La poderosa Asociación Nacional del Rifle de EEUU estalla por dentro (y Trump está muy preocupado)

Problemas financieros y luchas internas acosan al lobby pro-armas de Estados Unidos poniendo en duda si la NRA podrá financiar la campaña de Trump

Ya en las pasadas elecciones a la Cámara de Representantes, que ganaron los demócratas, la asociación tuvo que dismunuir en un tercio su gasto

La asociación acumula 64 millones de dólares en pérdidas y varios casos judiciales que preocupan a Trump, que en la anterior campaña recibió hasta 70 millones

Donald Trump, preocupado por la crisis interna de la NRA

Donald Trump, preocupado por la crisis interna de la NRA

"Vuelvan a ser GRANDES – RÁPIDO". Donald Trump tuiteó cuando terminaba la convención anual de la Asociación Nacional del Rifle la semana pasada, el lobby pro armas estadounidense ahora bajo el punto de mira por los supuestos desmanes financieros de sus líderes. "Basta de peleas internas", imploraba el presidente de Estados Unidos a sus aliados de la NRA, por sus siglas en inglés.

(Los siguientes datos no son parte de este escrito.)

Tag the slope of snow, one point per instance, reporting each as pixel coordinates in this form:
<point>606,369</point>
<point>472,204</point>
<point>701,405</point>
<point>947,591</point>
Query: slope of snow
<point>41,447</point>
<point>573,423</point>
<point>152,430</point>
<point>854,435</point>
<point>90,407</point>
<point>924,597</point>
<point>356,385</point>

Es lógico que a Trump le inquieten las dificultades de esta asociación de cinco millones de miembros. Le preocupa la capacidad del otrora todopoderoso grupo para repetir el apoyo que le dieron en las presidenciales de 2016 y respaldar, con decenas de millones de dólares, su candidatura en las elecciones de 2020, según antiguos miembros de la NRA y analistas en legislación sobre armas.

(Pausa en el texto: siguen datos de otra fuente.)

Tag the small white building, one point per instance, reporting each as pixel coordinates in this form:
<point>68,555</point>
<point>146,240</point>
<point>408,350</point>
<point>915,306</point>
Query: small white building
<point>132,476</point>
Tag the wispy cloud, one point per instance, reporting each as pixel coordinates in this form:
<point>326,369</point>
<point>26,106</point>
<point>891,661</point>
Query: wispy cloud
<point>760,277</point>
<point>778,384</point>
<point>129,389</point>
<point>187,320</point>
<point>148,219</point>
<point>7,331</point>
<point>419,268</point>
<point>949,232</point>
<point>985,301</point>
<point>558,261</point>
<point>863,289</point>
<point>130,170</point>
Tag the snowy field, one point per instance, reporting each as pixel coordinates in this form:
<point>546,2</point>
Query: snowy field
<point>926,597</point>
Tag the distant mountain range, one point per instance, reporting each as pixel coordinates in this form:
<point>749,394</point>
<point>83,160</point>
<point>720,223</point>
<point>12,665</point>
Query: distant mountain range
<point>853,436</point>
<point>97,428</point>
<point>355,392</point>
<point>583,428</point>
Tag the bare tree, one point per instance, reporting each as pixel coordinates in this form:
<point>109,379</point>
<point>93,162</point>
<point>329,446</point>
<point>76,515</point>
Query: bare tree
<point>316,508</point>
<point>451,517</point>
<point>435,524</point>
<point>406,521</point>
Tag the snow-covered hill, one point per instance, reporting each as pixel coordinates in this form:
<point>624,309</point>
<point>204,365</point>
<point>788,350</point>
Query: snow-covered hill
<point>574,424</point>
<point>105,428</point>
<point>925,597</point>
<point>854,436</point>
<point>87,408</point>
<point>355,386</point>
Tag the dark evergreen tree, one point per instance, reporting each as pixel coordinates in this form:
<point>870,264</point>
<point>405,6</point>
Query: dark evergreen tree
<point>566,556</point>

Los tuits llegaron a pocos días de su tercer discurso en la convención anual de la asociación como presidente de Estados Unidos, una frecuencia inédita para un presidente. En sus mensajes, también cargó contra la investigación a la NRA recién abierta por Letitia James, fiscal general de Nueva York, tras recibir acusaciones de irregularidades financieras. En Twitter, Trump acusó a James y a Andrew Cuomo, gobernador del Estado de Nueva York, de "usar de forma ilegal el aparato jurídico del Estado para derribar y destruir esta importante organización".

La NRA lleva dos años consecutivos registrando pérdidas por un total de 64 millones de dólares (más de 57,2 millones de euros). Entre los problemas que enfrenta figuran las acusaciones contra su director y contra su presidente por usar información privilegiada para hacer negocios privados. Los defensores de la asociación esgrimen que Trump quiere que la NRA resuelva sus peleas internas y se centre en los desafíos legales y económico, porque confía en volver a contar con su músculo político y financiero para mejorar sus posibilidades de ser reelegido en 2020.

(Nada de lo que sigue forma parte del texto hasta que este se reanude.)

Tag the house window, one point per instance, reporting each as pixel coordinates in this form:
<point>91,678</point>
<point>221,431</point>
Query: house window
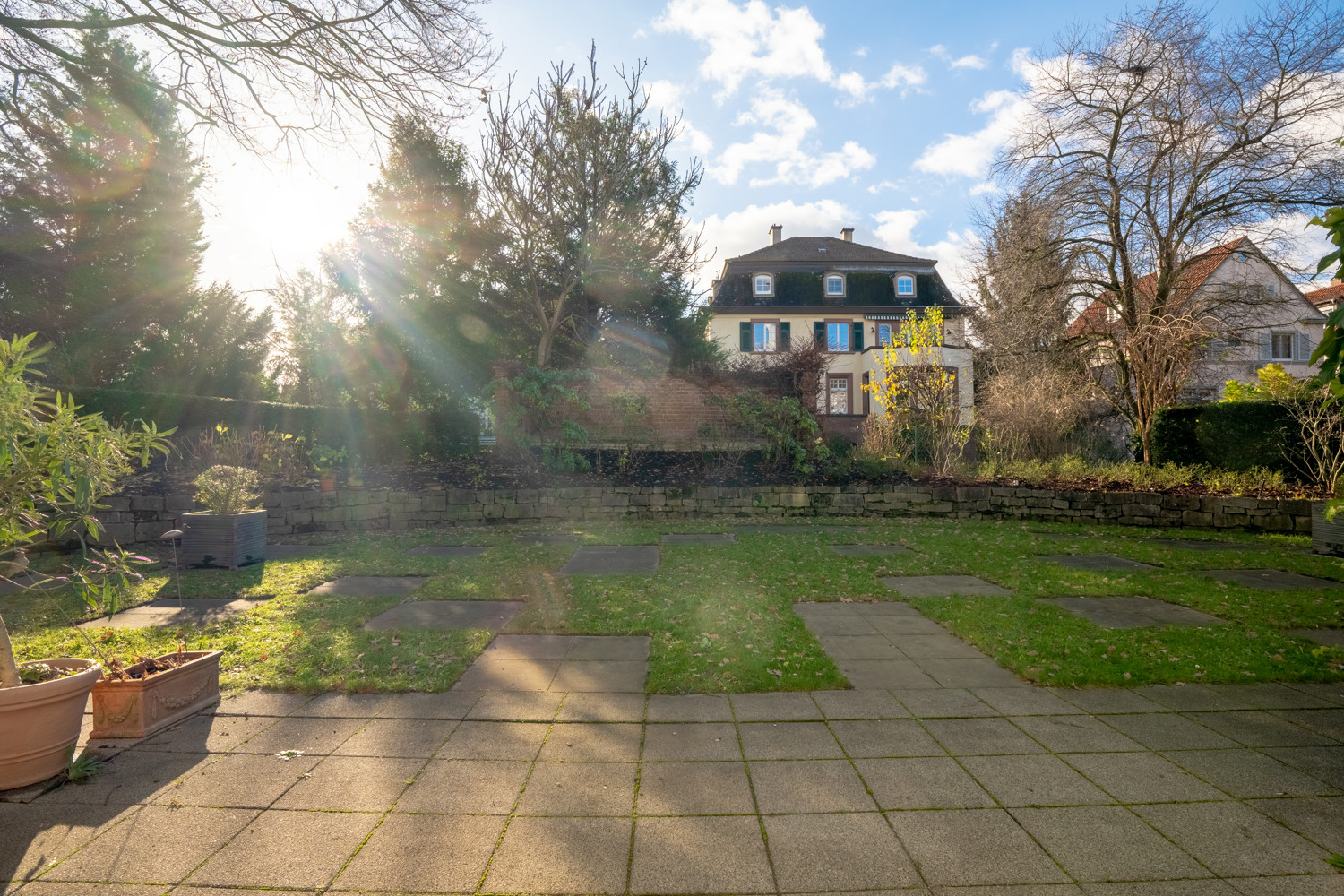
<point>838,395</point>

Según Saul Anuzis, miembro vitalicio de la NRA y expresidente del partido republicano de Michigan, "tener el apoyo de la NRA ha sido muy importante para Trump y ahora que comienza la reelección es clave tenerla como aliada cubriendo todos los flancos". "Suena lógico que al presidente y a su equipo de campaña les preocupe la eficacia que va a tener la NRA como aliada con estas peleas internas y estas amenazas legales desde (la Fiscalía General de) Nueva York", apunta.

John Aquilino, exportavoz de la organización, coincide en el diagnóstico sobre la importancia clave de la NRA para la reelección de Trump en 2020, un apoyo que las dificultades actuales ponen en entredicho. "Lo cierto es que la NRA fue claramente una ayuda en la elección de Trump, probablemente más de lo que la mayoría de la gente cree", declara.

En opinión de Aquilino, "los estados donde la NRA tiene más presencia son los indecisos y Trump sabe que, para ganar, el apoyo de la NRA es más importante que la afiliación a un partido político". El tuit de Trump, comenta, es lo más parecido que hay a "decirle a los niños que dejen de tirarse la comida unos a otros y se pongan manos a la obra".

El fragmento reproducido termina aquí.